Words emerge -- no, more simply, they come to be --
no -- are! How simple! Not from or on a blankness
that pre-existed ready to receive words. No, words
are here (no words are here); I make them
punctuating nothing

But as I dwindle into merely human,
I find a blank page and must fill it with words.
There never was a blank page. I make blankness
with my words. The blank page is my creation --
my first poem.


Note: I suppose we become aware of blankness by putting words on it or trying to. The wall (patternless paint) is not blank. I don't think of it as blank, because I don't think of it as a place to put words. Children often do, as do revolutionaries and others who object to walls and put words on them as a way of owning walls and preparatory to tearing them down, perhaps.
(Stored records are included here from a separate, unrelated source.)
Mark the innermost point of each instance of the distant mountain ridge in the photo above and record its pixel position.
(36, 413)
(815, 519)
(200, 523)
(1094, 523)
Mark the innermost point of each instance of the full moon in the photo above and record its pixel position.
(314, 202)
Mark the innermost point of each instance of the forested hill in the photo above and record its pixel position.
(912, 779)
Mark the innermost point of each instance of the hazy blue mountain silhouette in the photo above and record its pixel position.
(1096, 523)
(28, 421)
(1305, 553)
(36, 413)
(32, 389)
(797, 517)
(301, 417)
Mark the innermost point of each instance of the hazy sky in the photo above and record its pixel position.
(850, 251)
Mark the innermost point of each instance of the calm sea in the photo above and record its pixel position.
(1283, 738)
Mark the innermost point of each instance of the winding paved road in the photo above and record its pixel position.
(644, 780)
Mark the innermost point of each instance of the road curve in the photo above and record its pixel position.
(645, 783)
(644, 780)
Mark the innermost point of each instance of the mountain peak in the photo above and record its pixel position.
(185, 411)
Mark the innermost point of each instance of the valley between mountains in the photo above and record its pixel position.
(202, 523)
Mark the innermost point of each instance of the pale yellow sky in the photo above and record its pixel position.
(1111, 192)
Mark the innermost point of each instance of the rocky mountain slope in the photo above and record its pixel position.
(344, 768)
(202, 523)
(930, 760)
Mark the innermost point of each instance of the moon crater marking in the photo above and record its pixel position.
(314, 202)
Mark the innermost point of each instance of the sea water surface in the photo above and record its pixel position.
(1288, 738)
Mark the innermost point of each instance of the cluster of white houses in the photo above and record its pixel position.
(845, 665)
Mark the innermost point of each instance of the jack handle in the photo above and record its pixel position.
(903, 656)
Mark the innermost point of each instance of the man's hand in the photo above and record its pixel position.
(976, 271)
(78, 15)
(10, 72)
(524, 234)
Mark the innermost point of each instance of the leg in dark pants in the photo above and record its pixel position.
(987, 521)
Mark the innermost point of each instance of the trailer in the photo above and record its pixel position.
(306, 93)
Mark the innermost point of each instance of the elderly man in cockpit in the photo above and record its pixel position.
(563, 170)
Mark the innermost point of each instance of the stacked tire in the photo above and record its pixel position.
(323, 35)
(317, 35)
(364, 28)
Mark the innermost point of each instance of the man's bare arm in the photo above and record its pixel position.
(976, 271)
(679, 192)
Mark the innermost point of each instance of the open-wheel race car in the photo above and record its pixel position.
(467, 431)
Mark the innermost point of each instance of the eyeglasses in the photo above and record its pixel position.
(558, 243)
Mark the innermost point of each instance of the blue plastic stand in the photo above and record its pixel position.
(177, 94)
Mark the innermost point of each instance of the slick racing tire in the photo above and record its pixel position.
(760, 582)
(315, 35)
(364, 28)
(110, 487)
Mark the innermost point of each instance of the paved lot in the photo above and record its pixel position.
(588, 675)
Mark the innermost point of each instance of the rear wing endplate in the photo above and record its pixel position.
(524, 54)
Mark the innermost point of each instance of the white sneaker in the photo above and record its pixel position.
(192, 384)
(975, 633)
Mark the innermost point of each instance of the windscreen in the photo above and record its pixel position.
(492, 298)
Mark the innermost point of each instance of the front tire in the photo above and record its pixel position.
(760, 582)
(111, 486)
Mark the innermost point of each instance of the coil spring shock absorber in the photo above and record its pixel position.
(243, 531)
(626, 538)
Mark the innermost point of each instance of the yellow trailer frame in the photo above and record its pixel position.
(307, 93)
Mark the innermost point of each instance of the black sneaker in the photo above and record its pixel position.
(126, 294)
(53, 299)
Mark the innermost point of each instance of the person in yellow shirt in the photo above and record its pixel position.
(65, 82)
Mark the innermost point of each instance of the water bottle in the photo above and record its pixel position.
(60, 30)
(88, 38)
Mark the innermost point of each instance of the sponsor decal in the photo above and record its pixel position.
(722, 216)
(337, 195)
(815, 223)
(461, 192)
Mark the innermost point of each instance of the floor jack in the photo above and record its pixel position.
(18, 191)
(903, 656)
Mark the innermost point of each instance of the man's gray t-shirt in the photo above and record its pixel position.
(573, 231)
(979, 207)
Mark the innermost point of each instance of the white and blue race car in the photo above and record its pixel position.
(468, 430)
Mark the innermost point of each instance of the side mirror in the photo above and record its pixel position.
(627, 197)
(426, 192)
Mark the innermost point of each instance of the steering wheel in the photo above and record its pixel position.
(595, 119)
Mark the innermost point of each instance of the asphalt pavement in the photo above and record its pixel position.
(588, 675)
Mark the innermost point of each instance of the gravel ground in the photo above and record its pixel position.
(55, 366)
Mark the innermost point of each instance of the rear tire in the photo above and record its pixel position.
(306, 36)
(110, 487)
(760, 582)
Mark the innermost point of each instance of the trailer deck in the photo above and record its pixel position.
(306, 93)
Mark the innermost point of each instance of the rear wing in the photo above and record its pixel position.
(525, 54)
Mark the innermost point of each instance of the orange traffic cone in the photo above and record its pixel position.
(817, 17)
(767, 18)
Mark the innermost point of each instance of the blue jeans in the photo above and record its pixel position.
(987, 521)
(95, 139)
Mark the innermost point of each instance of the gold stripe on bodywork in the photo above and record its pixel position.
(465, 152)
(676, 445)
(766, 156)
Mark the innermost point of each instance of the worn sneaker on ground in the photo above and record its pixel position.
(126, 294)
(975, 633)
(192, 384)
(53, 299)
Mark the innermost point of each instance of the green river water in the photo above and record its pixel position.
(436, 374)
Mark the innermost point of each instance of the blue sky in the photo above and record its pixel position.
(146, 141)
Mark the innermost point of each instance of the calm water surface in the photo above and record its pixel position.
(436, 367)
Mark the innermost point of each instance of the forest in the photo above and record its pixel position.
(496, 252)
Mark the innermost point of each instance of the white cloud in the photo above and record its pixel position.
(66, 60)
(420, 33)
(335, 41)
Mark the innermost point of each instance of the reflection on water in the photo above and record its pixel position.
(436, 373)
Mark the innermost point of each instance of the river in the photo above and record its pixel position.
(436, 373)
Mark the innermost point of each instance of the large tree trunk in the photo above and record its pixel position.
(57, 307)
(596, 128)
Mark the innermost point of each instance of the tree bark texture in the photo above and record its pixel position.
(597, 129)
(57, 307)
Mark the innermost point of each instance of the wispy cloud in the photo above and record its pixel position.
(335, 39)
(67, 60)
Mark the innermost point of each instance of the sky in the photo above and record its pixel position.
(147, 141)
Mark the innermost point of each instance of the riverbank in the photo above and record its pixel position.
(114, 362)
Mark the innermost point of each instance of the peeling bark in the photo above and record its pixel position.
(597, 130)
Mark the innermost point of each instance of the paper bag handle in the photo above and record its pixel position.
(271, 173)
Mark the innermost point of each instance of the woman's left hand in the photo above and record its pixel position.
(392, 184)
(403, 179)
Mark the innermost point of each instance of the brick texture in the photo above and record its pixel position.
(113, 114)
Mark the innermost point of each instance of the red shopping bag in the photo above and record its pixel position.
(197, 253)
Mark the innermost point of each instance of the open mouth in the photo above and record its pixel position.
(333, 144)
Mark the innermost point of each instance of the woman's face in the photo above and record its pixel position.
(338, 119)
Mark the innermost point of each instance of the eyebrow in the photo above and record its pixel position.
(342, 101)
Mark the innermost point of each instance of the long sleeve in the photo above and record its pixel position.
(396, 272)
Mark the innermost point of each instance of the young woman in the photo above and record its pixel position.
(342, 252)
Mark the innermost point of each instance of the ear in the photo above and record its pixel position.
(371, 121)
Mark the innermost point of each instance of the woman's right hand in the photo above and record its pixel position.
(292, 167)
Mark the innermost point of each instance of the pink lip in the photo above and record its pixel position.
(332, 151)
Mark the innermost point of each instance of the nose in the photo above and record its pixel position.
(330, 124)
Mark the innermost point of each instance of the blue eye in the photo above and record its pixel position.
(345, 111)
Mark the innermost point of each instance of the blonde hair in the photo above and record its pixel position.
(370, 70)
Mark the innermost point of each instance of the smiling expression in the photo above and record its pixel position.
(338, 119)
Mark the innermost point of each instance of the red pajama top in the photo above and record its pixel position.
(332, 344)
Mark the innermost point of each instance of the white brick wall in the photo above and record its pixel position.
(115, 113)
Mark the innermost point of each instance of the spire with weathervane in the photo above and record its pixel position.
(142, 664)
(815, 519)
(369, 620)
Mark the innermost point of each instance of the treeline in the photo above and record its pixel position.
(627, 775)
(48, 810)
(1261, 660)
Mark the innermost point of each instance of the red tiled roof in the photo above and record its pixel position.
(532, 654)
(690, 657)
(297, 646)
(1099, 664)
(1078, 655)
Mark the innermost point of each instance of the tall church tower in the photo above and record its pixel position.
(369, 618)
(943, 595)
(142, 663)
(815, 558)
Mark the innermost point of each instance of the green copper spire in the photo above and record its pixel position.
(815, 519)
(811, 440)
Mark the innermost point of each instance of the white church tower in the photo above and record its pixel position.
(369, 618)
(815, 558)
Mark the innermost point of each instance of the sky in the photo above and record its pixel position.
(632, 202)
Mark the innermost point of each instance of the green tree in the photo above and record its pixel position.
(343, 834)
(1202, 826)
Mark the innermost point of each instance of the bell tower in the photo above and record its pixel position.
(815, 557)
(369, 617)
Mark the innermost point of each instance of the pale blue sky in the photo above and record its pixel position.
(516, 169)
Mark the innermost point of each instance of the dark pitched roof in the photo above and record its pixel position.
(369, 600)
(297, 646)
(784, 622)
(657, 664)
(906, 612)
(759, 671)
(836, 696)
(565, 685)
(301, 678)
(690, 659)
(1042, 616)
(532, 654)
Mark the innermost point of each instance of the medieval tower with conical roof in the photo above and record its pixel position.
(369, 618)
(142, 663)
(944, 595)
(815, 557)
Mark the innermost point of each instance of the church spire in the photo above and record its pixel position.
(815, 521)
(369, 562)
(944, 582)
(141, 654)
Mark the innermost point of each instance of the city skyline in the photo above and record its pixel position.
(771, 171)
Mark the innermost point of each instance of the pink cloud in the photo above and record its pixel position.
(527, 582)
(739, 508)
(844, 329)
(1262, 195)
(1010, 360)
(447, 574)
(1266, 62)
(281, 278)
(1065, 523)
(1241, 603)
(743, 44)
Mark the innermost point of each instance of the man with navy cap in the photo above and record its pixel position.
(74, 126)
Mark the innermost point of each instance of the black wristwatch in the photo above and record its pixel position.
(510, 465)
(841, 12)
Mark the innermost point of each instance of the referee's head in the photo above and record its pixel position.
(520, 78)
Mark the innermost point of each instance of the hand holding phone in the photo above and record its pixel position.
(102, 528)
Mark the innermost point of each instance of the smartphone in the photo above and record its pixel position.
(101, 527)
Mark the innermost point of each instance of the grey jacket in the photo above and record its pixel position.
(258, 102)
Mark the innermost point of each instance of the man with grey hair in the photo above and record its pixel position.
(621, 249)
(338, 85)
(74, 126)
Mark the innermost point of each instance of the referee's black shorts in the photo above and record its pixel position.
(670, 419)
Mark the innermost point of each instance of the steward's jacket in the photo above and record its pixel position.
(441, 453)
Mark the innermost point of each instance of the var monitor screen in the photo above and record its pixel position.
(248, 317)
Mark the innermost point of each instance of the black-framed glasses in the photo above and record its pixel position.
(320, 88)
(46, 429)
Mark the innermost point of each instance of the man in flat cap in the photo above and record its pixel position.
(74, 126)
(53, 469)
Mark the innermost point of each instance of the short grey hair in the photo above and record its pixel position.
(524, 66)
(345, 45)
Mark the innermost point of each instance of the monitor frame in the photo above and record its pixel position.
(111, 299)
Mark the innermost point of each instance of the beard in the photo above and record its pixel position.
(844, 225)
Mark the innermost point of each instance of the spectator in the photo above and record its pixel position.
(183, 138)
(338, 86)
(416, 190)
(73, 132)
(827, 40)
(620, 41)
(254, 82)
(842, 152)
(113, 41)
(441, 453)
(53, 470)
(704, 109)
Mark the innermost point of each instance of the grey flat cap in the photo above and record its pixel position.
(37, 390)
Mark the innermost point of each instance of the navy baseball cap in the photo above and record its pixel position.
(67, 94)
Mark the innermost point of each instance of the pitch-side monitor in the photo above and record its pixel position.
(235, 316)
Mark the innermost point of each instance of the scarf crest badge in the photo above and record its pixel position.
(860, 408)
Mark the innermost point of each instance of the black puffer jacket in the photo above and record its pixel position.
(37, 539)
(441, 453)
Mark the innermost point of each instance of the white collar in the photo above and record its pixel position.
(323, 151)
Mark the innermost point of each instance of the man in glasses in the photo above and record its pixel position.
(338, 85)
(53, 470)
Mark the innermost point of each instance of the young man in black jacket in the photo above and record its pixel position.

If man names the beasts, is "nothing" a beast? Then why does "Revelations" assign 666 as the number of the Beast, rather than 0? Perhaps the Beast (like the title of Jules Pheiffer's first book of cartoons) is sick sick sick..

Stanza 3: "Cecil the Seasick Sea Serpent" was a character on a TV puppet show in the early 50s ("Beany and Cecil") and on a cartoon version in the early 60s. The show was not ceaseless. It ceased. We have since been Cecil-less.)